Qui marche sur la queue du tigre

(Tora no o wo fumu otokotachi)

L'histoire

1185. Le prince Yoshitsune Mimamoto est victime des intrigues de son frère Yoritomo, et fuit en direction du poste-frontière d'Ataka, accompagné de quelques uns de ses plus fidèles vassaux, déguisés en moines yamabushis, mais aussi d'un porteur ignorant leurs réelles identités. Une fois sur place, Benkei, le principal homme d'armes de Yoshitsune, entreprend de convaincre les gardes-frontières que lui et ses compagnons sont de véritables moines bouddhistes. Mais pour ces hommes, se présenter à ce poste-frontière est un risque redoutable, semblable à ceux des hommes qui marchent sur la queue du tigre...

Analyse et critique

Il y aurait deux manières de situer l’année 1945 dans le parcours d’Akira Kurosawa : la première consisterait à dire qu’après des années d’apprentissage, son passage à la réalisation - avec le premier (1942) et le deuxième (1945) opus de La Légende du grand judo mais aussi le film de propagande Le Plus dignement (parfois appelé Le Plus beau - 1944) - lui a permis de s’affirmer comme un des réalisateurs prometteurs de la Tōhō, au point de pouvoir présenter ses propres sujets aux responsables du studio. Il n’est pas encore considéré comme un cinéaste majeur - peut-être faudra-t-il attendre L’Ange ivre pour cela - mais sa place s’affirme indéniablement.

La deuxième serait de rappeler qu’en août 1945, et consécutivement aux largages des bombes A sur Hiroshima puis Nagasaki, le Japon a capitulé. Et que pour un cinéaste ayant contribué de manière active à l’effort de guerre, porté qui plus est par une véritable foi en la grandeur du Japon et en ses chances de victoire - ses écrits publiés pendant la guerre sont à cet égard révélateurs, quand bien même Kurosawa aura ensuite tendance, notamment dans son autobiographie, à en attribuer la flamme à la nécessité de complaire aux autorités de l’époque -, cette capitulation résonne de manière particulièrement douloureuse.
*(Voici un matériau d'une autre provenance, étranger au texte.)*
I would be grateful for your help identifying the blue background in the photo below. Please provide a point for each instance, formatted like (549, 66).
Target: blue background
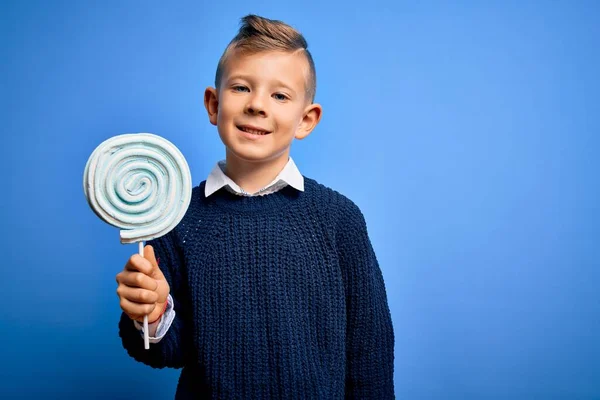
(467, 133)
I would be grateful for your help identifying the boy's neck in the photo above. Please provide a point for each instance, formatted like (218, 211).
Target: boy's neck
(253, 176)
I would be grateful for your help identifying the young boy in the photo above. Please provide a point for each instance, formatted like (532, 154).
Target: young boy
(269, 287)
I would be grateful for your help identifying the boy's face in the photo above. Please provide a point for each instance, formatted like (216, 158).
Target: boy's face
(261, 105)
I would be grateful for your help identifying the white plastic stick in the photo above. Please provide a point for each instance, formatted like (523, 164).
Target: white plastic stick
(146, 337)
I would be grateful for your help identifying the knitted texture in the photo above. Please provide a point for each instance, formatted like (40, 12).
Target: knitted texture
(277, 297)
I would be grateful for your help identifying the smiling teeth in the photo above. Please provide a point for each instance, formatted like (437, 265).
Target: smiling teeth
(254, 132)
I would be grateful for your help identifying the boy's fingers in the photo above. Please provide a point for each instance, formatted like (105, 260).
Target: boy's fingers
(149, 255)
(139, 263)
(137, 295)
(137, 279)
(136, 310)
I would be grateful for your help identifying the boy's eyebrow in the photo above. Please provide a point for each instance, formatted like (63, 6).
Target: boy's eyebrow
(277, 82)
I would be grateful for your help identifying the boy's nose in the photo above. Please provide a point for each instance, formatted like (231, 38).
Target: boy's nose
(255, 107)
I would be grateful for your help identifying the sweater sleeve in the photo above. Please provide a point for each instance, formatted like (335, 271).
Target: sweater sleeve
(175, 349)
(369, 330)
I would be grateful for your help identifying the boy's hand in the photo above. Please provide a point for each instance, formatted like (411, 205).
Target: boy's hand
(142, 287)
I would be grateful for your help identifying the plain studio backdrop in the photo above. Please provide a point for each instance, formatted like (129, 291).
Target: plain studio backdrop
(467, 133)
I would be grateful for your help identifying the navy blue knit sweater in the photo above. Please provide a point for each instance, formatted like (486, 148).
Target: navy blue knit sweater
(277, 297)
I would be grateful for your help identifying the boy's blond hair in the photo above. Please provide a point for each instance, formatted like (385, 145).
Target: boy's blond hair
(259, 34)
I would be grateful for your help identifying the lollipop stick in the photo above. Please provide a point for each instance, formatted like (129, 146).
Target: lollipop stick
(146, 337)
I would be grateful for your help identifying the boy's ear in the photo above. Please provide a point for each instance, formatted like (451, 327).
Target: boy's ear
(211, 102)
(312, 116)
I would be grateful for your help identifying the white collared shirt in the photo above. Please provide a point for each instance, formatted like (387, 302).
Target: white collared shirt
(289, 175)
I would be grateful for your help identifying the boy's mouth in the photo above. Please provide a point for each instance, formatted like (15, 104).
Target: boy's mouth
(253, 130)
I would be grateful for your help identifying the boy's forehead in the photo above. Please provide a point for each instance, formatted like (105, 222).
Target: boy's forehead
(276, 64)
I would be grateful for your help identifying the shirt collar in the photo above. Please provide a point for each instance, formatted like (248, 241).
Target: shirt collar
(289, 175)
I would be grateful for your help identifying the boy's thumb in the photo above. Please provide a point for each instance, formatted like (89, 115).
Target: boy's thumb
(149, 255)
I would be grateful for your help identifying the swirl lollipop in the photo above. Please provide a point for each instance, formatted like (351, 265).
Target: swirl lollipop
(141, 183)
Qui marche sur la queue du tigre survient donc dans cette période extrêmement particulière : son scénario a été écrit avant la capitulation, mais son tournage ne s’achève qu’en septembre 1945. Il va donc sans dire que la nature du film aura, d’une manière ou d’une autre, été bouleversée par la réalité des événements, et nous l’évoquerons plus tard. Mais son destin le sera aussi : avant la capitulation, les autorités militaristes japonaises avaient guetté d’un œil inquiet les libertés prises par le scénario vis-à-vis du récit traditionnel dont il s’inspirait (nous y revenons tout de suite) et avaient ainsi repoussé sa présentation aux organismes de censure chargés d’en autoriser la distribution. Mais une fois le film achevé, le contexte avait singulièrement changé : le Japon était occupé par les forces alliées, qui avaient elles aussi leur propre comité de censure. Et alors que le film avait failli être interdit par les autorités japonaises pour sa trop grande modernité, la censure alliée décida qu’il était trop japonais (en tout cas habité d’un esprit de féodalité qu’il ne s’agissait pas de véhiculer auprès de la population occupée) et en refusa donc la distribution. C’est ainsi que le film ne fut visible dans les salles japonaises qu’en 1952, année de départ des troupes américaines...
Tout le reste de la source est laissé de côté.